Background & Content
In expert systems, you use knowledge to solve domain-specific problems, like airport control, medical diagnosis or floor planning. You can acquire knowledge by querying database, consulting experts (human experts) or searching for information from everywhere, anything that helps you solve the problem. This is called knowledge acquisition which is part of knowledge management. Then you also need to represent this knowledge in some form that can be used in the expert program. This problem is solved by knowledge representation, which is mainly about how to transform knowledge into facts, rules or frame-like structures (like OOP) and store them in the knowledge base. With the knowledge base, the rules and the problem at hand, we can use tools like clips. It has an inference engine to solve the problem by firing the rules opportunistically with minimum control logic.

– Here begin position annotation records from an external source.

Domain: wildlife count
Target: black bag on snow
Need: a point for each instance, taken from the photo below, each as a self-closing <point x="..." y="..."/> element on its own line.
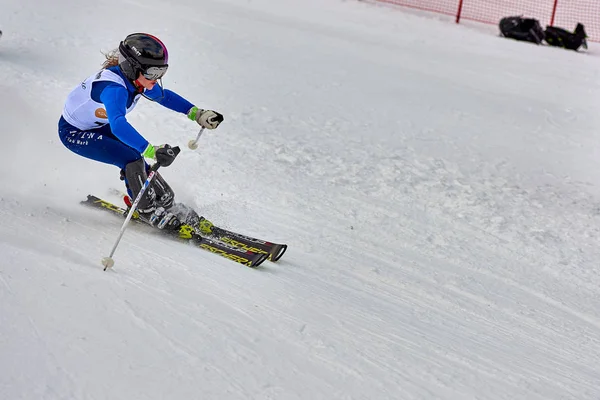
<point x="524" y="29"/>
<point x="560" y="37"/>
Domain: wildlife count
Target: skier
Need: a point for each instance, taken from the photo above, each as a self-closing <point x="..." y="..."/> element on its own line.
<point x="94" y="124"/>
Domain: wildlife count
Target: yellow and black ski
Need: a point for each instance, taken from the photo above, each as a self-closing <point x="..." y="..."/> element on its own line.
<point x="238" y="254"/>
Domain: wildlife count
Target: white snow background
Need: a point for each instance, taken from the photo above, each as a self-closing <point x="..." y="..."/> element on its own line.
<point x="438" y="187"/>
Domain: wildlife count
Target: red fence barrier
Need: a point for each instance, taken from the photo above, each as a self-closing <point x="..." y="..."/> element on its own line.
<point x="562" y="13"/>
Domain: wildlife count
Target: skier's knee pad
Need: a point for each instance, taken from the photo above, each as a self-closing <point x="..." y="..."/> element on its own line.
<point x="135" y="176"/>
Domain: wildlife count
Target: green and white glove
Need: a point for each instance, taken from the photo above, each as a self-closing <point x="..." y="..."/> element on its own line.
<point x="163" y="154"/>
<point x="208" y="119"/>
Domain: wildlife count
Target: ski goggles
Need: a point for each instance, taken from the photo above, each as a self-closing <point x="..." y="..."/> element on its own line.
<point x="155" y="73"/>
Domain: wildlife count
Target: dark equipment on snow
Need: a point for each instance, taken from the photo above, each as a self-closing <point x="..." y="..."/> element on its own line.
<point x="523" y="29"/>
<point x="560" y="37"/>
<point x="529" y="30"/>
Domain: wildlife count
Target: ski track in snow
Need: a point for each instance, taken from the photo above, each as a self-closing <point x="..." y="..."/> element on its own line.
<point x="436" y="186"/>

In this module, you mainly learn about the features and characteristics of expert systems and how to write programs in clips. It is not only a feature-complete rule-based programming language, but also a functional language at the same time (like lisp). Unlike any other languages, the entire flow is controlled by the built-in inference engine instead of the programmer, and the programmer’s job is just writing the rules that waits to be fired when conditions are met. For the project in this module, our team developed a knowledge-based module planner. The featured image of this post (at the beginning) shows the screenshot of the software planning exact modules that I have taken.
In terms of practical use of the module, it is quite debatable. Knowledge-based systems used to be a hot topic but the interest decreased drastically following the second AI winter. Nowadays people are more interested in hot topics like machine learning, neural network or tensor flow. However, knowledge-based systems are still being used in specialized areas, and it may prove to be useful again in the future.
I would not delve too deep into the content or assessment of this module. Nonetheless I do hope you have some idea of what this module is all about.